Opportunities for increased productivity abound, with some reports that AI could automate 40% of the average workday. Stories are circulating on how people are using AI to perform data analysis, to aid in scheduling and time management, to help code, and to summarize and produce digests of lengthy meetings.
As promising as AI might be, companies need to be mindful of what their employees are using AI for and what information their employees are sending outside the company.
This was well demonstrated by reports earlier this year that Samsung employees, in an attempt to streamline their tasks, submitted confidential data to ChatGPT, including source code from a faulty semiconductor database, to fix issues with that code. Another Samsung employee asked ChatGPT to summarize meeting minutes.
The internet adage of "if you're not paying for the product, then you're the product" holds true for many AI services. Many AI services use, learn from, and retain information submitted by their users to improve their AI models. This includes confidential and proprietary information if such information is submitted.

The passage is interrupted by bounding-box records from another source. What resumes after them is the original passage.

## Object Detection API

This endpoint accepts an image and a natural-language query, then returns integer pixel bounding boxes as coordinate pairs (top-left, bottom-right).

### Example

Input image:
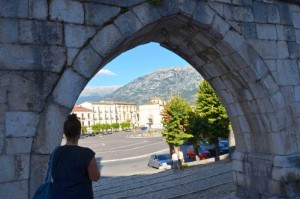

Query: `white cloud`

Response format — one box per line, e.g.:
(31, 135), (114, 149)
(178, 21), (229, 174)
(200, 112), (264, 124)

(97, 69), (117, 76)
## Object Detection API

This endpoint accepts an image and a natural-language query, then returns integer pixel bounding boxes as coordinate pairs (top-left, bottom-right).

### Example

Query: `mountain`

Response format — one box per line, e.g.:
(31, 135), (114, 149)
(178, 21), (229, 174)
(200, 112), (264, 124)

(101, 66), (203, 105)
(76, 86), (122, 104)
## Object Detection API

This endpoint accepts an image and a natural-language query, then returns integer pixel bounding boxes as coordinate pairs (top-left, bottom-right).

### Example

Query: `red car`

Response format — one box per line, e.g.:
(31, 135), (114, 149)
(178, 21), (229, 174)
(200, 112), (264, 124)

(186, 146), (210, 160)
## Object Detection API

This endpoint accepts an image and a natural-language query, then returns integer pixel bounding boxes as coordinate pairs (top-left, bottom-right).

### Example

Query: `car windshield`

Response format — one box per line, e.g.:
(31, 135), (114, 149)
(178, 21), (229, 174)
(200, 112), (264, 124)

(157, 155), (168, 160)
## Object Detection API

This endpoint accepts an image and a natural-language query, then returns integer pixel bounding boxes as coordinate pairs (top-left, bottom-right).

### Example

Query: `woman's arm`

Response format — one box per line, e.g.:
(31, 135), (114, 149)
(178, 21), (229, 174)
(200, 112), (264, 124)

(87, 157), (100, 181)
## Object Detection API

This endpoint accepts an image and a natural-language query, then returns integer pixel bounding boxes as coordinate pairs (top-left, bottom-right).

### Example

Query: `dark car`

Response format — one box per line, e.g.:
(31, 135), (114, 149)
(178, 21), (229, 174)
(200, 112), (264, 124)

(186, 145), (210, 160)
(205, 142), (229, 157)
(148, 154), (171, 169)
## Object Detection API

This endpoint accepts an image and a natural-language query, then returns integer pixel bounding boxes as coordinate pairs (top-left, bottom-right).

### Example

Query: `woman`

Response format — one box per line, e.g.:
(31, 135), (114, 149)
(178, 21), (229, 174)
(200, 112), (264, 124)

(51, 114), (100, 199)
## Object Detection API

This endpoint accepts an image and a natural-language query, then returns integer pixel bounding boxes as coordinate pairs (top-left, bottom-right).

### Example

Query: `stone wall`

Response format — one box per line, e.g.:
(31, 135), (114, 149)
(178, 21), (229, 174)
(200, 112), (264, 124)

(0, 0), (300, 199)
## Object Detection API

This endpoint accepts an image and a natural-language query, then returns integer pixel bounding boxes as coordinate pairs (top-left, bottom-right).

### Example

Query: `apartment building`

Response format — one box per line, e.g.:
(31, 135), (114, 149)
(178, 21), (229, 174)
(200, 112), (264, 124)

(72, 105), (95, 127)
(139, 97), (166, 129)
(80, 101), (139, 127)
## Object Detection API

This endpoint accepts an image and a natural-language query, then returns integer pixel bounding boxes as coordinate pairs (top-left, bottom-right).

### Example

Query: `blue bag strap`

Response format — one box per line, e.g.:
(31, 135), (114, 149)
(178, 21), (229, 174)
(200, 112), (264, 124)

(45, 146), (60, 183)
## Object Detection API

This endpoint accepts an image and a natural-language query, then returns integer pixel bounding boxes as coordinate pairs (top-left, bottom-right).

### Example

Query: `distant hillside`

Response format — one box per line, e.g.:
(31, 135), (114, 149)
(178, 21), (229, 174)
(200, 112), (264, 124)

(76, 86), (121, 104)
(102, 66), (203, 105)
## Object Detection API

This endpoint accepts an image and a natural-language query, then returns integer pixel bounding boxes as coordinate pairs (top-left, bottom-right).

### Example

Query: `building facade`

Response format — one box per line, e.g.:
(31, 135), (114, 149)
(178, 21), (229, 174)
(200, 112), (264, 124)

(139, 97), (166, 129)
(80, 101), (138, 126)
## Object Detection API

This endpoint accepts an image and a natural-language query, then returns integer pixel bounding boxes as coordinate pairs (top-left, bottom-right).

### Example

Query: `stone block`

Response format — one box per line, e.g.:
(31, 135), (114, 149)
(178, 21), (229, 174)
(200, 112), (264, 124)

(294, 85), (300, 102)
(232, 6), (254, 22)
(295, 29), (300, 45)
(20, 20), (63, 45)
(193, 2), (215, 25)
(0, 180), (28, 199)
(50, 0), (84, 24)
(32, 103), (71, 153)
(114, 11), (143, 38)
(133, 3), (160, 25)
(0, 18), (19, 43)
(84, 2), (121, 26)
(91, 24), (125, 58)
(276, 60), (300, 85)
(277, 41), (290, 59)
(287, 42), (300, 59)
(212, 16), (230, 37)
(223, 31), (245, 51)
(178, 0), (198, 16)
(7, 72), (58, 111)
(5, 112), (39, 138)
(0, 44), (66, 72)
(67, 48), (79, 66)
(65, 24), (96, 48)
(6, 137), (33, 155)
(256, 24), (277, 40)
(278, 1), (293, 25)
(52, 68), (88, 108)
(90, 0), (145, 7)
(29, 0), (48, 20)
(0, 155), (16, 182)
(0, 0), (28, 18)
(276, 24), (296, 41)
(248, 40), (278, 59)
(241, 23), (257, 39)
(73, 45), (102, 78)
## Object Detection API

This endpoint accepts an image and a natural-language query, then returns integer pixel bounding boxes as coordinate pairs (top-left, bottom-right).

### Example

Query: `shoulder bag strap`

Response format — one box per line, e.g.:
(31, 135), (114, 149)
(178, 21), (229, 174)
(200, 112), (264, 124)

(45, 146), (60, 182)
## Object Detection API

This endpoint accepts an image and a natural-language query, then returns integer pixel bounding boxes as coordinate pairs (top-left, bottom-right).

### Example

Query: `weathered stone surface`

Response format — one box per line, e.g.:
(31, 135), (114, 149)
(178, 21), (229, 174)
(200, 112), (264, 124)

(277, 60), (300, 85)
(256, 24), (277, 40)
(85, 3), (121, 26)
(88, 0), (146, 7)
(65, 24), (96, 48)
(133, 3), (160, 25)
(0, 180), (28, 199)
(0, 155), (16, 182)
(67, 48), (79, 66)
(0, 18), (19, 43)
(73, 46), (102, 78)
(50, 0), (84, 24)
(32, 103), (71, 154)
(29, 0), (48, 20)
(6, 137), (32, 155)
(193, 2), (215, 25)
(0, 44), (66, 72)
(52, 68), (88, 108)
(114, 12), (143, 39)
(20, 20), (63, 45)
(91, 25), (125, 58)
(7, 72), (58, 111)
(248, 40), (278, 59)
(5, 112), (39, 138)
(0, 0), (28, 18)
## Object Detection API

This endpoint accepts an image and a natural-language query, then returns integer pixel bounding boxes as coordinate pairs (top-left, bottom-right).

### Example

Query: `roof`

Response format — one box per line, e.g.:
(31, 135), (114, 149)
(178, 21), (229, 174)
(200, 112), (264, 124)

(90, 101), (136, 105)
(72, 106), (92, 112)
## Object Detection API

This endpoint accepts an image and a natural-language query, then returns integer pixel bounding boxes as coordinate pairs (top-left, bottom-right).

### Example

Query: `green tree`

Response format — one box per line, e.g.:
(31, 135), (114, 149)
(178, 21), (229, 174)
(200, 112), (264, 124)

(161, 95), (192, 153)
(111, 122), (120, 131)
(195, 80), (230, 161)
(81, 125), (87, 134)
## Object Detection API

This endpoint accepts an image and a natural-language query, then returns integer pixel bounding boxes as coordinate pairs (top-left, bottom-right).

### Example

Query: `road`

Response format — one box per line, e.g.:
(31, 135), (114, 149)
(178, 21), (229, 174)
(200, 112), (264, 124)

(62, 131), (193, 176)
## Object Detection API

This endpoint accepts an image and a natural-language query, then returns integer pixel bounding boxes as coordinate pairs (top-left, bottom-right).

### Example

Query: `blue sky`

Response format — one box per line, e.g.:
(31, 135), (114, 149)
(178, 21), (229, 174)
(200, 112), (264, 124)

(87, 42), (189, 86)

The time is now for companies to implement clear corporate policies and procedures on permissible uses of AI — and to identify permissible AI services based on a review of the services' privacy policies — for their employees and contractors. Such policies are necessary to ensure company information is protected and kept confidential, and to make sure employees using AI understand its limitations, in particular, AI's propensity for accurate sounding but inaccurate answers, i.e., "truthiness."